Swap rates feed into lenders’ decisions on mortgages, since they guide their pricing of fixed-rate deals.
Monday marks the first time since the market turmoil of former prime minister Liz Truss’s “mini” Budget in September that the average cost of a two-year mortgage fix has breached 6 per cent.
Mortgage rates fell back from such highs in November but have risen sharply in recent weeks because of concerns about persistent inflation and wage growth.
Simon Gammon, founder and managing partner at mortgage broker Knight Frank Finance, said the trend was “hugely unfortunate”.
He added: “Rates at this level are going to come as a shock to the 1.4mn or so households that face remortgaging this year.”
The number of residential mortgage deals available is also falling.
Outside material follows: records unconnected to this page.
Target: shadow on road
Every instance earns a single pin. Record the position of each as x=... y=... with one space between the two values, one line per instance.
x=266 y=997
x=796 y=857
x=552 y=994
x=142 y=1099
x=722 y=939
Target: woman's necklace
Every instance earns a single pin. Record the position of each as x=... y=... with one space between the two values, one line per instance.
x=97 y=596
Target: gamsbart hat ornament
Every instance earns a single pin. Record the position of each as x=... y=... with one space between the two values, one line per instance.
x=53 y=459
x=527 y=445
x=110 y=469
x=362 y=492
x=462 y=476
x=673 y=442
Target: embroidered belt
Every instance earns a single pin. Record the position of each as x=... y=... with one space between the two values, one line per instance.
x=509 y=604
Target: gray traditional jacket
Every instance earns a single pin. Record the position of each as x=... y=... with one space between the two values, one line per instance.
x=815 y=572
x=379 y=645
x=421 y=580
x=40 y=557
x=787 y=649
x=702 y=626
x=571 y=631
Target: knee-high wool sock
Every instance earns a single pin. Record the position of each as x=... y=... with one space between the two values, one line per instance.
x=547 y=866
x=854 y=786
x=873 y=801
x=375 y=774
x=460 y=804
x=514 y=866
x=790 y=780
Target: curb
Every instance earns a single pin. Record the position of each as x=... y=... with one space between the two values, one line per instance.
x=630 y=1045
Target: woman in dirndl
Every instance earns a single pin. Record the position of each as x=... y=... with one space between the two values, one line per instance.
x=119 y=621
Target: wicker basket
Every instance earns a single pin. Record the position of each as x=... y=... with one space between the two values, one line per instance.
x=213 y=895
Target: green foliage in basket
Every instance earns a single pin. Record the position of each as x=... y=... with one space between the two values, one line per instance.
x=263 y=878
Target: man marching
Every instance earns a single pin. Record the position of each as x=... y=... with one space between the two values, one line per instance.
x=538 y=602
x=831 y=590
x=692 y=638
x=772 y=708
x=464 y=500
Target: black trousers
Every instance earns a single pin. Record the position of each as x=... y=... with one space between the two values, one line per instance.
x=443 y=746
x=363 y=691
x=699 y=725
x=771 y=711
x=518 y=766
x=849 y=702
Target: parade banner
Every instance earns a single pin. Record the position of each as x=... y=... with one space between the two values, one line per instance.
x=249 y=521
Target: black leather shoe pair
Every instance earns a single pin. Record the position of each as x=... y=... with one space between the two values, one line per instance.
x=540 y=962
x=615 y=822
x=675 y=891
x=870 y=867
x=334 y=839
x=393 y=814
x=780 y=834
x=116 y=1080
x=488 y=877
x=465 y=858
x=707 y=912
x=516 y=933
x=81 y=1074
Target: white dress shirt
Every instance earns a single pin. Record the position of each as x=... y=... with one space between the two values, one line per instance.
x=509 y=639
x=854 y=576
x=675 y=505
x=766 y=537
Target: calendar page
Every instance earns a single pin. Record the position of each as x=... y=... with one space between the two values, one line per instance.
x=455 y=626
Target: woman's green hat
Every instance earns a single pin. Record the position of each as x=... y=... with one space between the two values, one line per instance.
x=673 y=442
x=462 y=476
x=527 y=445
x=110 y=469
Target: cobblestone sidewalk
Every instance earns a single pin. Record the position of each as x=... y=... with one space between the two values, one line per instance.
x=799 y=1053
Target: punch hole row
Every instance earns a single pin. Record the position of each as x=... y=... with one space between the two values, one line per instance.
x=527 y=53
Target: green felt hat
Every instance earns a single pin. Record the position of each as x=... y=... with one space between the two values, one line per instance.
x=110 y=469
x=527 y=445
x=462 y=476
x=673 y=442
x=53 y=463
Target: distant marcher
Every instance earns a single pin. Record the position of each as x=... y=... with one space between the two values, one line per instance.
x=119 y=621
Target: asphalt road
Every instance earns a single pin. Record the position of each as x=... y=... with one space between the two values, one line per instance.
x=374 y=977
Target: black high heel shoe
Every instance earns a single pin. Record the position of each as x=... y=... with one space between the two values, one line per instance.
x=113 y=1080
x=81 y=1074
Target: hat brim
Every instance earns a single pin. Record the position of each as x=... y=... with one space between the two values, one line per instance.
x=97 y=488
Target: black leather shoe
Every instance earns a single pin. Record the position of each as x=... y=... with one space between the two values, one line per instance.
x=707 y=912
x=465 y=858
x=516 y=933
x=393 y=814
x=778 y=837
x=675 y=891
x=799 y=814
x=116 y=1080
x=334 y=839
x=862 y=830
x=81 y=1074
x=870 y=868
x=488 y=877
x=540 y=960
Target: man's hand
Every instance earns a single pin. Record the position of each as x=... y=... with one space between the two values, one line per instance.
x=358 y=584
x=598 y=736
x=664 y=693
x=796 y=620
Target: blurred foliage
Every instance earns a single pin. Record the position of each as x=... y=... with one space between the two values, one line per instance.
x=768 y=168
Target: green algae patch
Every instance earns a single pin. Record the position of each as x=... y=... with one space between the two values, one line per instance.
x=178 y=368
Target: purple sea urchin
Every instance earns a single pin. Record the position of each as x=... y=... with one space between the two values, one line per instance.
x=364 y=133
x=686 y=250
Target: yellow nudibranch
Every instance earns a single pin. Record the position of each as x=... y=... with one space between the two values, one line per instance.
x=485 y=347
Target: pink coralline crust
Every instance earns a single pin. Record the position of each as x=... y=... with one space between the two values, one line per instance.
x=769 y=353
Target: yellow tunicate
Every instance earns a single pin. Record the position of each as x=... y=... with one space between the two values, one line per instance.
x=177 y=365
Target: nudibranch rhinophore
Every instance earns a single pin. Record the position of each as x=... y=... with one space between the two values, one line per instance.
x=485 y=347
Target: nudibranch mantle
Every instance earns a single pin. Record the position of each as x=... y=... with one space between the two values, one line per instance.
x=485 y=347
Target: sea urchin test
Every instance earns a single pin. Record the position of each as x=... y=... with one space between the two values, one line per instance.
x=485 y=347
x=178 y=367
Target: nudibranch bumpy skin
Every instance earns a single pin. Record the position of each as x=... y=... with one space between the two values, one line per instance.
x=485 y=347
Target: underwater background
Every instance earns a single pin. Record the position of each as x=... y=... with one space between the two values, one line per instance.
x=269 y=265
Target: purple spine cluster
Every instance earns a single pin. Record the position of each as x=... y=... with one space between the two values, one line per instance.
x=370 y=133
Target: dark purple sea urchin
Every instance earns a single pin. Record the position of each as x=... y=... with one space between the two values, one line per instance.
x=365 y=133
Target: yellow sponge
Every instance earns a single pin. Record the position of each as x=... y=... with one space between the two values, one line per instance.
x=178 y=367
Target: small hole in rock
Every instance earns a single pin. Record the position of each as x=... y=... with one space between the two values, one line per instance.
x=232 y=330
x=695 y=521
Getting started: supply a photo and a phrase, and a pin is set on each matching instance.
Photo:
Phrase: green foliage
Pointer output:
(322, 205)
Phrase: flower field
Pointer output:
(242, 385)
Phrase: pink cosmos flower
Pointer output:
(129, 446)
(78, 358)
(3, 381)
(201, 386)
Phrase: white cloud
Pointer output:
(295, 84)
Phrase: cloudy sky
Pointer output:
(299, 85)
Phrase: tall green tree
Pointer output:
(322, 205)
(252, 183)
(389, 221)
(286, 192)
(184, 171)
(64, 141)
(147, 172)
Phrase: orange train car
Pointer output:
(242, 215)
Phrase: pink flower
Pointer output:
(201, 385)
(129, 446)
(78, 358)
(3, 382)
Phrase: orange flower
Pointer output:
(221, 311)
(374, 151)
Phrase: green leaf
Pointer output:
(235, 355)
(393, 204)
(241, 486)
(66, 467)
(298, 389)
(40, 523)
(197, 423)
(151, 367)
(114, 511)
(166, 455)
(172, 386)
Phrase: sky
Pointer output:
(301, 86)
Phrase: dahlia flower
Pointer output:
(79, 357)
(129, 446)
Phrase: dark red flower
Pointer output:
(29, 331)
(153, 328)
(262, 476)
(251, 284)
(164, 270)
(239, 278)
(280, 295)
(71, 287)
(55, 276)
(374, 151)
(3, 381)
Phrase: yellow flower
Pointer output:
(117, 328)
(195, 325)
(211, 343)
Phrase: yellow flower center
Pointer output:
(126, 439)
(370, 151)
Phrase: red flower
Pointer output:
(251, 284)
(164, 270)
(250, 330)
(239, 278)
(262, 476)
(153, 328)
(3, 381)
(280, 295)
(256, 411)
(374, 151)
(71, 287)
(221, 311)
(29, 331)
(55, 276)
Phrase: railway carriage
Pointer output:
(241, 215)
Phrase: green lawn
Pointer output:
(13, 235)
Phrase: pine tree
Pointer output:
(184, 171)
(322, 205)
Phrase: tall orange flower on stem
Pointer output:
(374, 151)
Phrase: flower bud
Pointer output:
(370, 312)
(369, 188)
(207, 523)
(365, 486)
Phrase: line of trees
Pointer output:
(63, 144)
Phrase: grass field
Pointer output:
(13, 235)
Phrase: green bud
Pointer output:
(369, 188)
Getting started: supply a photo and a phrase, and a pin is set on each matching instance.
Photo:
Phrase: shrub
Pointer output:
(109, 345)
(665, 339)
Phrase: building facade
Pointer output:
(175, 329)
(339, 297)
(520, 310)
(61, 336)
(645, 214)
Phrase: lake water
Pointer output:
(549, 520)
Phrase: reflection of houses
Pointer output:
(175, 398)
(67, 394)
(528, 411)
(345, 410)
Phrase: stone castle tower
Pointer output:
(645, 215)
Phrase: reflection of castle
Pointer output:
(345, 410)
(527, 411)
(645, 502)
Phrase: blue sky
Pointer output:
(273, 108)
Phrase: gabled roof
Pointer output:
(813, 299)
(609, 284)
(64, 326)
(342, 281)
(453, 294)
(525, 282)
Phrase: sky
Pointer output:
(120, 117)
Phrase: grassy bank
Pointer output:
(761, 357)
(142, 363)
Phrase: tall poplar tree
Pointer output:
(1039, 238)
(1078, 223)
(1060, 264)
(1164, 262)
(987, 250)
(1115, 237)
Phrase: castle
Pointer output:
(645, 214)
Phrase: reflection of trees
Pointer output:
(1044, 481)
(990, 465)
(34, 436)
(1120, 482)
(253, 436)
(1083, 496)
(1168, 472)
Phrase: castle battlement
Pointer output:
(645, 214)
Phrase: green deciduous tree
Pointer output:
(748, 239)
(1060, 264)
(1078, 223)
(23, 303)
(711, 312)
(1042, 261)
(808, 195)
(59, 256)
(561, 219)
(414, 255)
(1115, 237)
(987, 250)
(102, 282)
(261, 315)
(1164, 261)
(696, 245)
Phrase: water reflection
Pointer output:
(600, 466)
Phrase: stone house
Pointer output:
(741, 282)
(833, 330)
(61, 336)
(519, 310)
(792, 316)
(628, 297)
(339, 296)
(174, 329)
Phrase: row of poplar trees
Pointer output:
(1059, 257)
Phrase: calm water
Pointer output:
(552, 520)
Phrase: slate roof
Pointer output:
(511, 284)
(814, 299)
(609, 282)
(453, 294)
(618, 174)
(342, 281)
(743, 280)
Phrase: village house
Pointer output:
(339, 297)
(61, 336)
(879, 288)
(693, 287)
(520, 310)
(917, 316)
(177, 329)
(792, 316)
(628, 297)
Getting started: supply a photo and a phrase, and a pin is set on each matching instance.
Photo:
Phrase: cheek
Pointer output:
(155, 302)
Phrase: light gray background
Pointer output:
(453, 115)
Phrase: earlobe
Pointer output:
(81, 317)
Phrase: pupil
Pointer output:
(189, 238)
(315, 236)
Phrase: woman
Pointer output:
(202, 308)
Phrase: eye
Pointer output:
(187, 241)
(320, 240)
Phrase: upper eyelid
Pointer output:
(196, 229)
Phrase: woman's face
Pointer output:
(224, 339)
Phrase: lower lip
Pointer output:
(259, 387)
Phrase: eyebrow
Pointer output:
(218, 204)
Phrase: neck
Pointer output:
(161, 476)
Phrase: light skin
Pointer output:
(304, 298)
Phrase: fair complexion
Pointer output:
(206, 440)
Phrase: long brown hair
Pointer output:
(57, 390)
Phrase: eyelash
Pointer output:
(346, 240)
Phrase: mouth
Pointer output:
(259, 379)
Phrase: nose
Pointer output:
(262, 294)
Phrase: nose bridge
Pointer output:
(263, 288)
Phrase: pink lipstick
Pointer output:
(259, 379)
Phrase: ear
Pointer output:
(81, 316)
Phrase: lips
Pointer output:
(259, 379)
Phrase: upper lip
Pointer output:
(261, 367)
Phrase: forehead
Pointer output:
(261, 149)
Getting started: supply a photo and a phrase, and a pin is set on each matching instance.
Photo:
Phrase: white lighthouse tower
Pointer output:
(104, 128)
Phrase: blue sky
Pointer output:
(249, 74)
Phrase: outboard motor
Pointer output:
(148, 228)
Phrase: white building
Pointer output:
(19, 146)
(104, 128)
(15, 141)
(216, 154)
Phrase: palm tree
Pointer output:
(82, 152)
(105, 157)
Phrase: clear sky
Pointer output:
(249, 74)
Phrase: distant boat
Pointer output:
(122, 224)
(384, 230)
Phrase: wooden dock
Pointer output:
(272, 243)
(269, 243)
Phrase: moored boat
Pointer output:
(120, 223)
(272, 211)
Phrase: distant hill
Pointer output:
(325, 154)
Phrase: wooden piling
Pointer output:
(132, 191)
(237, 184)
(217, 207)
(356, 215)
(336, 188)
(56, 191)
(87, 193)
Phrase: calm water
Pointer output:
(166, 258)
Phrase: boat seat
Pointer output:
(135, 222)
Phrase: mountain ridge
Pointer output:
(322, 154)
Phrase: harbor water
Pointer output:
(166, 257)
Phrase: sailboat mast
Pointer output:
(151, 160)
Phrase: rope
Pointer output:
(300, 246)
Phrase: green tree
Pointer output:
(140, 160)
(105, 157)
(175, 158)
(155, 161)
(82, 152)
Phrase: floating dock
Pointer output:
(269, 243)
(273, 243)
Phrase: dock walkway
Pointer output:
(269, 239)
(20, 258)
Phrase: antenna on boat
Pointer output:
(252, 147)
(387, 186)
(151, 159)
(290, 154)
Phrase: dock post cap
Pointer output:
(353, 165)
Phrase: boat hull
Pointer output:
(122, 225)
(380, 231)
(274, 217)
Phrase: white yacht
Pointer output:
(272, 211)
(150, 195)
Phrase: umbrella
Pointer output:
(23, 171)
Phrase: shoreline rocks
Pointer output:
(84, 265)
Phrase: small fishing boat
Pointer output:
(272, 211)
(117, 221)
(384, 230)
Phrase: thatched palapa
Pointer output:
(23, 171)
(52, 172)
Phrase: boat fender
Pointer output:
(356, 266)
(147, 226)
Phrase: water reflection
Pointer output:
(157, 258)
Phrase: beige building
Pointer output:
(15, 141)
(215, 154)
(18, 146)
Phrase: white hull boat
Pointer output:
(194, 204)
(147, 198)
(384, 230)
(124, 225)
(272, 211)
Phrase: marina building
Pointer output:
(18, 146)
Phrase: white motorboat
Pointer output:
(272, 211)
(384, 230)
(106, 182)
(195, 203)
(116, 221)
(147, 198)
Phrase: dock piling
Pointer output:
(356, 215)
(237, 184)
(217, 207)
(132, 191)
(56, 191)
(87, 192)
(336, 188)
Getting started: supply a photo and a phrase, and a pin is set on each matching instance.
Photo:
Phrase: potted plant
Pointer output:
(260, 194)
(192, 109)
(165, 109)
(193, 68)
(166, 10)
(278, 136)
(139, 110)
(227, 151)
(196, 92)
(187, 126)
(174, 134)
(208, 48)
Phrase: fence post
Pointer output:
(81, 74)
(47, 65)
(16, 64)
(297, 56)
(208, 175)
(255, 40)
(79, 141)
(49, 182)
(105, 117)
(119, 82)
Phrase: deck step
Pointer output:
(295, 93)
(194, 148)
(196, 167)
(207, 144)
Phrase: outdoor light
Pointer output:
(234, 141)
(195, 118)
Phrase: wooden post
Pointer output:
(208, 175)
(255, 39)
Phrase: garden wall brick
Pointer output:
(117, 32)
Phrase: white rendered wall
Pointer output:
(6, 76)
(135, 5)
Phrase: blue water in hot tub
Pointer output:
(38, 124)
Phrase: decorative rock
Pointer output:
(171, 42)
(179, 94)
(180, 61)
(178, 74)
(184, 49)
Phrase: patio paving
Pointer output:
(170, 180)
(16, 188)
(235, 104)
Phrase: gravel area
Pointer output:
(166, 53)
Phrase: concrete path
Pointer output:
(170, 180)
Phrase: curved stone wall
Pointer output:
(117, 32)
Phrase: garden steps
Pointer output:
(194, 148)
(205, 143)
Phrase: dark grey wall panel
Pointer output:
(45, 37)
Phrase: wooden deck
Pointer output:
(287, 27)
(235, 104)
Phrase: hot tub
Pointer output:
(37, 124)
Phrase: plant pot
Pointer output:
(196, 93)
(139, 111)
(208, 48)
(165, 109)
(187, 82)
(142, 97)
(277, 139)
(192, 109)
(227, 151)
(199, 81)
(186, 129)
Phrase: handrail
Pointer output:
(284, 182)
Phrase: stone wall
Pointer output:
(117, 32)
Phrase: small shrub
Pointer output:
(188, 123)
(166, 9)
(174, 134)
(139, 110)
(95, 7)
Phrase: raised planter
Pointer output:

There were 4,683 products available on Monday, down from 4,923 on Friday.
TSB announced on Monday it was withdrawing its fixed-rate residential deals with a product fee attached, adding it would reinstate them with new rates on Wednesday. Product transfers for existing borrowers would remain in place.
Building societies, banks and specialist lenders withdrawing mortgage deals at the weekend or raising rates included the Co-operative Bank, Kensington Mortgages and the Nottingham, Progressive, Principality and Leeds building societies.
Santander, NatWest, Nationwide and HSBC took similar moves last week.
Rates on buy-to-let mortgages rose even faster than those on residential deals, with the average two-year fixed rate jumping from 6.21 per cent on Friday to 6.3 per cent on Monday, Moneyfacts said.
Landlords with mortgages are more sensitive to rate rises since they generally favour interest-only loans. This means their monthly payments rise more sharply when interest rates increase.
Despite the rise in interest rate expectations, sterling fell 0.1 per cent against the dollar to $1.2803.